In previous terms as prime minister, both Mr. Netanyahu and Mr. Barak indicated a willingness to relinquish territory on the strategic Golan Heights for a peace deal.
Such an agreement could not only sidestep potential tensions with the United States over the Israeli-Palestinian peace process, but also weaken the alliance between Syria and Iran, a nation with nuclear ambitions that Israel considers a threat to its existence, analysts say.
Mr. Netanyahu and Mr. Barak "see eye to eye on a variety of issues, including the hope that a peace with Syria would lead to a strategic realignment in the region," said David Makovsky, a fellow at the Washington Institute for Near East Policy. "The idea of breaking off Syria from Hezbollah and Iran is sufficiently tantalizing that they will test that proposition."

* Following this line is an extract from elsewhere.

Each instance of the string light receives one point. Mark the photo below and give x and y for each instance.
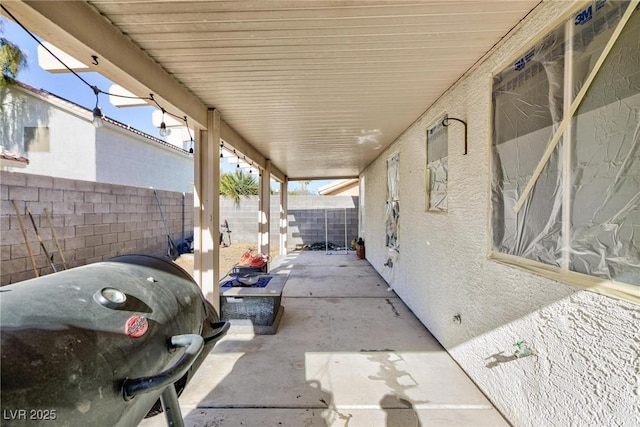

Politically, such a deal would be a hard sell for Mr. Netanyahu, who would have to face down opposition among right-wing hard-liners in his coalition and within his own Likud Party.
Just days before Israelis went to the polls in February, Mr. Netanyahu paid a visit to the Golan Heights, where he backed continued Israeli control over the strategic region that Israel captured from Syria in 1967.
Referring to the stronghold that resisted the Romans during the Jewish Revolt in the first century, Mr. Netanyahu declared, "Gamla shall not fall again."
Despite those remarks, a foreign-policy aide to the new prime minister said the Syrian talks aren't being ruled out.
"It won't go off the radar," said Zalman Shoval, a former ambassador to the U.S. "But let's wait and see."
Israeli settlers who live on the Golan Heights organized a seminar for reporters in an attempt to dampen such speculation.
"There's constant fear that pressure will fall on Bibi and make it an issue," said David Stein, a seminar organizer. Bibi is a nickname for Mr. Netanyahu.
Others called the idea of Mr. Netanyahu trading the Golan for a peace treaty with Syria far-fetched, given the prime minister's reputation as a hard-liner who looks askance at the concept of trading land for peace with Israel's Arab neighbors.
"The name of the game with Netanyahu is managing conflicts, not resolving them," said Akiva Eldar, a diplomatic columnist for the left-wing Ha'aretz newspaper. "So the expectation is for him not to make things worse."
Mr. Netanyahu has attempted to soften his hard-line image in recent days, including remarks to the Israeli parliament Tuesday in which he praised Islamic culture and said: "Israel has always, and today more than ever, striven to reach full peace with the entire Arab and Muslim world."
He made no mention of a future Palestinian state.
During his first term in office from 1996 to 1999, Mr. Netanyahu conducted secret talks with Syria's then-President Hafez Assad through U.S. businessman Ron Lauder.
Though Mr. Netanyahu later acknowledged the talks, he denied agreeing to give up the Golan Heights. As prime minister in the final year of the Clinton administration, Mr. Barak also negotiated with Syria.
More recently, the government of Ehud Olmert conducted indirect talks through the Turkish government, but those negotiations ended with Israel's invasion of the Gaza Strip.
"We're back at the beginning," said Alon Liel, a former Israeli Foreign Ministry official who conducted exploratory talks with Syria several years ago.